°°°
Dün kendimi halsiz ve fazlasıyla yorgun hissettiğimden parka gidememiştim. Fakat bugün kendimi iyi hissediyordum, hatta içimde anlamlandıramadığım bir enerji vardı. İki gündür hoseok hyungun yanına gidemediğimden okul çıkışında ilk olarak onun yanına gidecektim.
Fakat beni heyecanlandıran başka bir şey vardı. Dün parka gitmediğim için görememiştim. Merak ediyordum dün yine gelip çiziklerden birinin üstünü çizmişmiydi.
Elimde tuttuğum kalemle oynarken dersin bitmesiyle çantamı alarak ayaklandım.
"Jungkook beni bekle." Jisung'ın seslenmesiyle ona doğru döndüm ve çantasını hazırlamasını bekledim. Sınıftakiler yavaş yavaş çıkarken sadece jisung, ben ve birkaç kişi kalmıştı.
"Jisung benimle hoseok hyungun çalıştığı şirkete gelmek ister misin?" Yanına yaklaşarak konuştuğumda çantasını alarak bana doğru döndü. Yüzünde kocaman bir gülümseme oluşmuştu.
"Jungkook söyle bana çabuk sana ne oluyor?" Yüzünü sanki sinirli ve bir şeyleri anlamaya çalışıyormuş gibi bir ifadeye sokup bana doğru yaklaştı ve sesini alçaltarak konuşmaya devam etti.
"Yani ben fark ediyorum birkaç gündür mutlu gibisin. N'oldu anlat bana çabuk." Ellerini göğsünde birleştirerek omuzlarını dikleştirdi. Bu hareketiyle gerçekten çok komik duruyordu. Arkamı ona dönerek yürümeye başladığımda bana bağırmasıyla kıkırdadım.

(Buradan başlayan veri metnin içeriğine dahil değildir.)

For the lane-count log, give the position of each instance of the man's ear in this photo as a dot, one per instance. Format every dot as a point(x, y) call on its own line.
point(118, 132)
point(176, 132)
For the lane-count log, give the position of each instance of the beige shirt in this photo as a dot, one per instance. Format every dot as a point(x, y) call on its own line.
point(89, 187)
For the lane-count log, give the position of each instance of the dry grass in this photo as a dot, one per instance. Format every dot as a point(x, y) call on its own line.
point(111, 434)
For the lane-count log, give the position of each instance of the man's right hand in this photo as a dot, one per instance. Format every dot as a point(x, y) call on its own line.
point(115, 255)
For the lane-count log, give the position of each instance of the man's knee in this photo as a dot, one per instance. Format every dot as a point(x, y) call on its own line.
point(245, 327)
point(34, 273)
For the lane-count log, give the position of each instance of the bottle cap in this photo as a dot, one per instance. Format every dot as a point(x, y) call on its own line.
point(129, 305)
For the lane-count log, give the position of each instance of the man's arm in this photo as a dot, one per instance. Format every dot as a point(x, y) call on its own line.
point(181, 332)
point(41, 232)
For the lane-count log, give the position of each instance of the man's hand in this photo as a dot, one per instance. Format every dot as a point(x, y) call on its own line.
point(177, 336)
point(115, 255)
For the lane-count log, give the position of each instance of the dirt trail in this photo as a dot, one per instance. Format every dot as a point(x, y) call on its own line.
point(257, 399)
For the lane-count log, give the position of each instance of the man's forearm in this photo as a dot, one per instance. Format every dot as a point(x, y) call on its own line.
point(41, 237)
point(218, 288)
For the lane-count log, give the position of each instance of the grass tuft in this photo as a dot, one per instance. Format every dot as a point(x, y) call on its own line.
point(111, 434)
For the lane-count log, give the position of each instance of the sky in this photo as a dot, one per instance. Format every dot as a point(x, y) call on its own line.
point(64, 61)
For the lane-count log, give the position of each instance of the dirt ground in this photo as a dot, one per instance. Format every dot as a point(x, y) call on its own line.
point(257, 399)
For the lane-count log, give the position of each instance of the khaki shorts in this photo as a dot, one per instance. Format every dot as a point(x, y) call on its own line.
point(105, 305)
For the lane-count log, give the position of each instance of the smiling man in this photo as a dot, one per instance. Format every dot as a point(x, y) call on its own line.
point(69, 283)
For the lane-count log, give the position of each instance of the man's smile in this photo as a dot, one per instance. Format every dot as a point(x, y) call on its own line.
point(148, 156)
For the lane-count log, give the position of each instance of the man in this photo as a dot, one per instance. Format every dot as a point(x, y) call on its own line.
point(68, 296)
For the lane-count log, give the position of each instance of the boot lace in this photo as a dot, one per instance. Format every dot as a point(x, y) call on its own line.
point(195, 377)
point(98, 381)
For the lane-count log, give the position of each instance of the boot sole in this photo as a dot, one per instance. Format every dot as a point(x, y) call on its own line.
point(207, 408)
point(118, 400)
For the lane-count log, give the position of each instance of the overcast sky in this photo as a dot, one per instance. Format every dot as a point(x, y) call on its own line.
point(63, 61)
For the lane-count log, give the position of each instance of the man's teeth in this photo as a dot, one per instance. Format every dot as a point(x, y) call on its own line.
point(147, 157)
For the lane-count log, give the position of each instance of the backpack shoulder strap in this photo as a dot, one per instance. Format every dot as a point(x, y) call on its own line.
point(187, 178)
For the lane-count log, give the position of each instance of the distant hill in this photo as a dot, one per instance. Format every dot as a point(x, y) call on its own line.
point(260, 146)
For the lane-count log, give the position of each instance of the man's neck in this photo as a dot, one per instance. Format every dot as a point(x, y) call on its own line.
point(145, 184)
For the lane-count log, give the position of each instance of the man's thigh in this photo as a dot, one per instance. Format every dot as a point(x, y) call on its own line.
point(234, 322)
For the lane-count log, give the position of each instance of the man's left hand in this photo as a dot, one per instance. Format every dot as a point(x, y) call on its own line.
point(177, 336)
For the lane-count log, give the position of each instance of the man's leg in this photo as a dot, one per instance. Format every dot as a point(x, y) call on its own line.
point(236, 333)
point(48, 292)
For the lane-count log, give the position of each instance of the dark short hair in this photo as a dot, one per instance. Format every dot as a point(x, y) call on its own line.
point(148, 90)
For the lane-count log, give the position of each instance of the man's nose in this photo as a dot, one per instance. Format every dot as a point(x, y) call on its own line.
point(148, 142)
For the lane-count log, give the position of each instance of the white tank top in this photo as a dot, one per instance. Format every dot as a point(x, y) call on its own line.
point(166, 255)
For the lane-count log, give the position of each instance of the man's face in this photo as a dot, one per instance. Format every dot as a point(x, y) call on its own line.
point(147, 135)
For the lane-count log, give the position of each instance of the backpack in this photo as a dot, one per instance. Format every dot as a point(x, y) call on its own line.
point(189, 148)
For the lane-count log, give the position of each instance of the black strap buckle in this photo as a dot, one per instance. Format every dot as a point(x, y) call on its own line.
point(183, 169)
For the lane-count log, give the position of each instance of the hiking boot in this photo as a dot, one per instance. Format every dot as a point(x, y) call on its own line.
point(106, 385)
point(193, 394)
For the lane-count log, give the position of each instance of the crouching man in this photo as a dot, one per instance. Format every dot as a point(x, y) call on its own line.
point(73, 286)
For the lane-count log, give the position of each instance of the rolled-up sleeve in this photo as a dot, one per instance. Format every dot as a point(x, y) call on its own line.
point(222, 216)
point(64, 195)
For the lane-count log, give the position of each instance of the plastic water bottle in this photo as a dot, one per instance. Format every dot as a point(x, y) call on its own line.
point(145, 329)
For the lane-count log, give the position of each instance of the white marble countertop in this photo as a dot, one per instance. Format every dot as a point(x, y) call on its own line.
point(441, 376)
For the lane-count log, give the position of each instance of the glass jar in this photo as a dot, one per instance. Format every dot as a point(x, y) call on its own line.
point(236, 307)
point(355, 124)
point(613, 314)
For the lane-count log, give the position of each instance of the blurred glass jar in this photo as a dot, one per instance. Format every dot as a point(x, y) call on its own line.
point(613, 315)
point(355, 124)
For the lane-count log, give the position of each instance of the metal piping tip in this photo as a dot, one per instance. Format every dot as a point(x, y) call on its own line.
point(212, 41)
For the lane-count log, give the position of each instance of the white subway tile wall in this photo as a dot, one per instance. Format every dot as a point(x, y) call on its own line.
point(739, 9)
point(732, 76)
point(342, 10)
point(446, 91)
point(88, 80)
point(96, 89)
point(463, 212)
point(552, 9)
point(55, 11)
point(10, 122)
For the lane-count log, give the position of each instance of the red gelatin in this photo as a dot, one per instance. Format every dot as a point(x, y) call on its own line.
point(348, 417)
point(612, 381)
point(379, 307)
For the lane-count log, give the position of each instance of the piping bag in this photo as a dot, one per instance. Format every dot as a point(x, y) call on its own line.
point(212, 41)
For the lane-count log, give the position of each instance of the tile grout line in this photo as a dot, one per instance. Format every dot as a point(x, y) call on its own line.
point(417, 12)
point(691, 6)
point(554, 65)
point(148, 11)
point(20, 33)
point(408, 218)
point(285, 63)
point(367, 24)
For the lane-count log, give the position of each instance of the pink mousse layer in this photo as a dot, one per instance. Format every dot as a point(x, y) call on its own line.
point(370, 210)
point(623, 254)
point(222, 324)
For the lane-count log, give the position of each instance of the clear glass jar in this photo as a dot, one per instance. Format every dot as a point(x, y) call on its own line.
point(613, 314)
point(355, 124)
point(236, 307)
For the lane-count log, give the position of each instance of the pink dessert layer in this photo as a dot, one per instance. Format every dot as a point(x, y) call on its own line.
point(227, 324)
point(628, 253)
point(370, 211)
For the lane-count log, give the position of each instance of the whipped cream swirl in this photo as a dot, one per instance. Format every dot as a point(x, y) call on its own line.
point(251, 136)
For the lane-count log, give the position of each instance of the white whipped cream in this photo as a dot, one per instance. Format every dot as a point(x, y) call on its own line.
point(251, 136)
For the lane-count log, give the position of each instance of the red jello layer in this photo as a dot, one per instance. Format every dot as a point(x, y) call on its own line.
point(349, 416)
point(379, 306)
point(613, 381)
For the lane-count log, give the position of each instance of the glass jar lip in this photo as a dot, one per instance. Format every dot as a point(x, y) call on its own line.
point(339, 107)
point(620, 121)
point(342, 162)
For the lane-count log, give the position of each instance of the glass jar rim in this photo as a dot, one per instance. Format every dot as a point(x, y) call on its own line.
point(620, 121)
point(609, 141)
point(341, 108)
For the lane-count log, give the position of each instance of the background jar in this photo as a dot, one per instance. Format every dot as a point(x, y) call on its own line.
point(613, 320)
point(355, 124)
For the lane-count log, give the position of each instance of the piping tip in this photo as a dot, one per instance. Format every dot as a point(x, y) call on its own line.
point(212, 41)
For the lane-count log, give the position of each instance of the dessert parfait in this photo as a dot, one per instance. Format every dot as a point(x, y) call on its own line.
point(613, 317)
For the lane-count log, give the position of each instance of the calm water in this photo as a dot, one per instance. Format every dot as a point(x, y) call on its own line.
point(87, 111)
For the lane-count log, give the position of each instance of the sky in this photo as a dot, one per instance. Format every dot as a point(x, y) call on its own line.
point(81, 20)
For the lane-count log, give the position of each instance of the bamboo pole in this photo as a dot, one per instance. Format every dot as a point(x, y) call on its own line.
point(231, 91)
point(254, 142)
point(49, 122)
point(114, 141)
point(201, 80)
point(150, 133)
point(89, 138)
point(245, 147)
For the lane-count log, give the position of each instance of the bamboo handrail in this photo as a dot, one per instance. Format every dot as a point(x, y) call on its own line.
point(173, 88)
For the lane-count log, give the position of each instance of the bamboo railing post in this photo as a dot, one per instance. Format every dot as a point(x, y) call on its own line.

"Bak ya, Jungkook bittin sen çabuk buraya gel!"
°
"Ya çok tatlısınız hoseok hyungcuğum tabii biz jungkookla her gün beraber geliriz buraya isterseniz." Düz bir ifadeyle önümde konuşan jisung'a bakıyordum. Bu çocuk iyice delirmişti. Yaklaşık bir saattir şirkette duruyorduk ve jisung asla susmuyordu.
Burada fazla zaman kaybettiğimi düşünerek hızla elimi cebimdeki telefona atıp saate baktım. Benim tam şuan parkta olmam gerekiyoru! Aceleyle telefonumu cebime koyarak odanın kapısına yöneldim.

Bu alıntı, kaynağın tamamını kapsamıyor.